Hacking is when someone breaks into a computer system. They break in by going around the usual security, like passwords, and getting into the computer system via a different route to the official one. It’s a bit like breaking into a house but finding a different way in other than the front door. Criminals carry out hacking attacks against businesses or organizations because they want to break into a company’s computer systems to cause trouble. For example, they might want to steal information about customers or to stop an organization from being able to run properly. The fact that so many companies all around the world are on the internet makes it easier for hackers to break into systems like this, as so many people are now connected online.
What is the effect of hacking?
Hacking can have a devastating effect on a company.
- Time is lost as the company try to fix their systems and websites
- The organization’s reputation is damaged, as it shows their systems are maybe not very safe
- They might lose customers if people stop trusting the company and decide not to use their services anymore
- Important or sensitive information about customers could be stolen
- Companies might be forced to pay money in order to get back into their computers – and once they’ve paid the money, the criminals might not even let them back into their system anyway
Is hacking always a crime?
When hacking is used for harmful reasons such as above, then it is a criminal offense and against the law.
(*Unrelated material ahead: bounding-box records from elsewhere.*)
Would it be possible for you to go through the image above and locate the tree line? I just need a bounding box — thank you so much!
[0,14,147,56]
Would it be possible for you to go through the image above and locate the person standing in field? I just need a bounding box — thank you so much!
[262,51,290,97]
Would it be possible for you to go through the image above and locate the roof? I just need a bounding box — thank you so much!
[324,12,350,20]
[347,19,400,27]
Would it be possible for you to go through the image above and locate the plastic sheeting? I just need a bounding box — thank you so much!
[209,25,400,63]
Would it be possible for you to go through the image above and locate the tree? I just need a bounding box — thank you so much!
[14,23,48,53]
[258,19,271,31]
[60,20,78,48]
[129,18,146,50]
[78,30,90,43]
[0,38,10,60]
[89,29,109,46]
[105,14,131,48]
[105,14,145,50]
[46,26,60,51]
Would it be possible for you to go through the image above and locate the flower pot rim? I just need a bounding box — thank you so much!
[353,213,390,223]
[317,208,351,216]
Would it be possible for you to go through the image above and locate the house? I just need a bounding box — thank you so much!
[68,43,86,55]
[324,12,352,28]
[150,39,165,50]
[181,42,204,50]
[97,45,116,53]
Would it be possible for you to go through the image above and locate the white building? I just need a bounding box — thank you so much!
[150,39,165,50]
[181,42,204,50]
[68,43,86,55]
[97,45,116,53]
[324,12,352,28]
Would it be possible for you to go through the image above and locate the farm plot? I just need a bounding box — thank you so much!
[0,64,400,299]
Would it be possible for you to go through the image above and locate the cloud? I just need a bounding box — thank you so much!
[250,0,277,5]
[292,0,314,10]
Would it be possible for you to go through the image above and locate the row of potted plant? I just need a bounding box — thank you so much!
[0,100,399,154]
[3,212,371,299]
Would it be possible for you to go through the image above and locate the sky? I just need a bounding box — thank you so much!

However, knowing how to hack a computer system is not a crime – and you can use those skills in a positive way. Many companies will employ people who know how to hack and ask them to deliberately try to break into their systems. This helps companies to know if their security is good enough and see where there are problems. For example, it’s a bit like having somebody come to look at your house to tell you which windows need better locks so your house is more secure. Those who know how to hack are also needed in order to stop hacking attacks. For example, the attack that happened last week was stopped by a 22-year-old cybersecurity researcher, because he had hacking knowledge. So it can be used for good things too.